2
votes

What is the best way to write a unit test for a class which depends on an Eloquent model with relationships? E.g.

  • real object (with database). This is easy, but slow.

  • real object (no database). I can create a new object but I can't see how to set the related models without writing to the database.

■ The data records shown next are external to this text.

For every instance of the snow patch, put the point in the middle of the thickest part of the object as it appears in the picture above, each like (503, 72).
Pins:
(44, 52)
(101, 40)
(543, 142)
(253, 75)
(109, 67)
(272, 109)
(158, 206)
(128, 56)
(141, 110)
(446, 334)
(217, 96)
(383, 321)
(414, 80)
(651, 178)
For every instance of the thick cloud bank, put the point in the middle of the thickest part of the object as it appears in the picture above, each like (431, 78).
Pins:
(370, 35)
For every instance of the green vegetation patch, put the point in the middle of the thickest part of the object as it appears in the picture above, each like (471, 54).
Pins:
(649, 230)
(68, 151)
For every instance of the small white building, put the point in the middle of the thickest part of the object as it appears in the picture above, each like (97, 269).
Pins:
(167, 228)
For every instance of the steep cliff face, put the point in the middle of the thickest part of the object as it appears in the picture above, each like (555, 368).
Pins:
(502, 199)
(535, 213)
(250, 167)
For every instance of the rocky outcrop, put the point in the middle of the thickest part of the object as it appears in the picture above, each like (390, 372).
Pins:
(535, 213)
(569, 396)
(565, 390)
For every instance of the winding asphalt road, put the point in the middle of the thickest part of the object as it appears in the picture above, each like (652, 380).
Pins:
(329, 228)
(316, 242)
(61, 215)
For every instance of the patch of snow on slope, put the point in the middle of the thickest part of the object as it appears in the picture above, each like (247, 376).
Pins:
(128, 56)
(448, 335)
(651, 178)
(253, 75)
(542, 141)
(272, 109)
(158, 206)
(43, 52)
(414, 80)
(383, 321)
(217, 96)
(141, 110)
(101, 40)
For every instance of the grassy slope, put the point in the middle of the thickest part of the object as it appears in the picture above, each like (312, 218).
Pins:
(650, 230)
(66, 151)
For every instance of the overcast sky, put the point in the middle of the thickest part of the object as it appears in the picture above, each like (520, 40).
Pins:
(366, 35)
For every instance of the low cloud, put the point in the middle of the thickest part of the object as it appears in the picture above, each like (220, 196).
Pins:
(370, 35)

  • mock object. I run into issues using Mockery with Eloquent models (e.g. see this question).

  • other solutions?

context: I'm using Laravel with Authority RBAC for access control. I want to find the best way to test my access rules in a unit test. Which means I need to pass the user dependencies to Authority during the test.

1
One stopgap measure would be to use an in-memory SQLite database for testing. I think that by default Laravel actually does this for you, though you do need to call your seeders on set up. No idea if it's actually faster than a MySQL database (for example) but it seems to be the practice when you do need a real database. But yes really you should be mocking as much as you can. I guess one thing to think about would be that the more code your tests have, the less they are actually reliable to test your actual code rather than how well you wrote the test to model your 'real' code.alexrussell

1 Answers

0
votes

If you're writing unit tests, you shouldn't ever use a database. Testing against a database would be considered an integration test. Check out Roy Osherove's videos.

To answer your question, (and not having delved into Authority RBAC, I'd do something like this:

// assuming some RBAC class
SomeRBACClass extends RBACBaseClass {

     function validate(UserClass $user) {
         if (!$roles = $user->getRoles())
         {
             return false;
         }

         $allowed = array('admin', 'superadmin');

         foreach ($roles as $role) {
             if (in_array($role->name, $allowed)) {
                 return true;
             }
         }

         return false;
     }

}

SomeRBACClassTest extends TestCase {

    function test_validate_WhenPassedUser_callsGetRolesOnUserWithNoArgs()
    {
        $rbac = new SomeRBACClass();
        $user = Mockery::mock('UserClass');

        $user->shouldReceive('getRoles')->once()->withNoArgs();

        $rbac->validate($user);
    }

    function test_validate_getRolesOnUserReturnsCollectionOfRoles_CallsGetAttributeWithNameOnFirstRole() {
        $rbac = new SomeRBACClass();
        $user = Mockery::mock('UserClass');
         // assuming $user->getRoles() returns a collection
        $collection = new \Illuminate\Support\Collection(array(
             $role1 = Mockery::mock('Role'),
             $role2 = Mockery::mock('Role'),
        ));
        $user->shouldReceive('getRoles')->andReturn($collection);

        $role1->shouldReceive('getAttribute')->once()->with('name');

        $rbac->validate($user);
    }

    function test_validate_getAttributeWithNameOnRoleReturnsValidRole_ReturnsTrue() {
        $rbac = new SomeRBACClass();
        $user = Mockery::mock('UserClass');
         // assuming $user->getRoles() returns a collection
        $collection = new \Illuminate\Support\Collection(array(
             $role1 = Mockery::mock('Role'),
             $role2 = Mockery::mock('Role'),
        ));
        $user->shouldReceive('getRoles')->andReturn($collection);
        $role1->shouldReceive('getAttribute')->andReturn('admin');

        $result = $rbac->validate($user);

        $this->assertTrue($result);
    }

This is not a thorough example of all the unit tests that I would write, but it's a start. E.g., I would also validate that when no roles are returned, that the result is false.